The United States chose to create regional surrogates like India, South Korea, Israel, and Taiwan to keep a watch over the US interests in different regions of the world. India was chosen for South Asia due to her size and ability to contain China. In a contrary scenario the US could have forged economic ties through trade and technology support with entire South Asia creating a community of common interests allied to US interests. Such a community of interests of economically interlinked and trade interdependent countries would have acted as a solid monolithic support base for the USA, despite being wooed by regionally proximate powers like China and Russia. The Indo-US strategic alliance contrarily drove a wedge between the estranged neighbours in subcontinent besides pushing an insecure Pakistan pell-mell into Chinese basket. India instead of delivering on its promises of controlling Pakistan and containing China ended up destabilizing Pakistan and accelerating a Chinese move in the region. Now a failed US policy of world dominance through physical interventions and regional surrogates has started backfiring evidenced by a mess in Afghanistan, and unrest in Pakistan.

It is in the backdrop of the above bigger picture that the present US peace initiatives in Afghanistan need to be assessed. While the US has correctly assessed the futility of her over militarized Afghan strategy in pursuit of her strategic objectives she has still not give up on the second part of her grand strategy i.e use of regional gendarmes to bully and contain other nations perceived as threats to US designs of global dominance. How much effusive should Pakistan get in her attempts to level the queered pitch in Afghanistan for USA is the moot question that flows logically out of above discussion. What should Pakistan do in an environment under which as per US “regional surrogacy policy” India continues to target Pakistan through a covert war by fomenting insurgencies and promoting terrorism? Ironically India is doing all this under the benign watch of USA from its Afghanistan based consulates that instead of consular work are busy launching militants across the porous Pak-Afghan border.

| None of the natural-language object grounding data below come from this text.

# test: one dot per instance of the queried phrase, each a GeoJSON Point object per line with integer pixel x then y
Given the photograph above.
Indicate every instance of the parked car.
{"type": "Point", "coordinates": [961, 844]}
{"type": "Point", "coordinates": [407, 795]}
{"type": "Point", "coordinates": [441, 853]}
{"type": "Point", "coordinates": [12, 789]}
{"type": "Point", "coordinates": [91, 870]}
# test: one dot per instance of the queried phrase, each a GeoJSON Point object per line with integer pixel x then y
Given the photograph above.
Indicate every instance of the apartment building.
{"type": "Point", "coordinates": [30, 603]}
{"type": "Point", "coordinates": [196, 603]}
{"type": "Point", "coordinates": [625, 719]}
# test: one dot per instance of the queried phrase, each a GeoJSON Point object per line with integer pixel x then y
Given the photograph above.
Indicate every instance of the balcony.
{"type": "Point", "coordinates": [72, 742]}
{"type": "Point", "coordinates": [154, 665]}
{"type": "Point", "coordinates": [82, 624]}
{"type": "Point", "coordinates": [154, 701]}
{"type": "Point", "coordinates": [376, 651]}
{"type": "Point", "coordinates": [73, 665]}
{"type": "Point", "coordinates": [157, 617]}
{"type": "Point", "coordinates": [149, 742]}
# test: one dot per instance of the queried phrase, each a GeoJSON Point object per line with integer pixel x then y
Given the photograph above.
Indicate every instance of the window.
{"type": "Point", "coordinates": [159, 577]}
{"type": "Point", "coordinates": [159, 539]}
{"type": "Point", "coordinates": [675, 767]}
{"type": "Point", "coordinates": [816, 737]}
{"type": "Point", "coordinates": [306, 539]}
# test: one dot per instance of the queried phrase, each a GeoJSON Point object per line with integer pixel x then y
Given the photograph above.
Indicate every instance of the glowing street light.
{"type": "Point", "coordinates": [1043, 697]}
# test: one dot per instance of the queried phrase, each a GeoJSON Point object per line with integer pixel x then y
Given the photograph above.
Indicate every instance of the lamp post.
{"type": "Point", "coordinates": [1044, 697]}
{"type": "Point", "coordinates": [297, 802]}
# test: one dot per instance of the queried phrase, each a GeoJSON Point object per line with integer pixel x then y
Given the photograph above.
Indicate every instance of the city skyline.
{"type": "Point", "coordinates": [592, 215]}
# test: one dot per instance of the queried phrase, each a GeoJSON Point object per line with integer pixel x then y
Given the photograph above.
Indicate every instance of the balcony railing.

The US would do well to understand the futility of the self-defeating mirage of the strategic relationship with India and embrace a true “Offshore Balancing” strategy promoting a community of interests based on economic and cultural ties between India and Pakistan. Unless this element of the strategic policy matrix vis-à-vis India and Pakistan is fixed the US attempts for Pakistani facilitation in Afghan peace talks would remain stymied due to Pakistani fixation with Indo-Afghan threats. Pakistan must clearly indicate to the US that while she would not compromise on her CPEC based strategic interests she would go a step further in facilitating a peace deal in Afghanistan in the interests of regional peace and harmony. Only the United States needs to understand that she would not be able to promote peace in Afghanistan by encouraging India to destabilize Pakistan. The United States has a great peace opportunity provided she embraces the regional peace based “Offshore Balancing” strategy instead of regional dominance through surrogates. The last act in the Afghan peace drama might turn into a deadly Tango unless India, Pakistan, and United States decide to base Afghan peace process on a genuine peace foundation between the two estranged sub continental neighbours.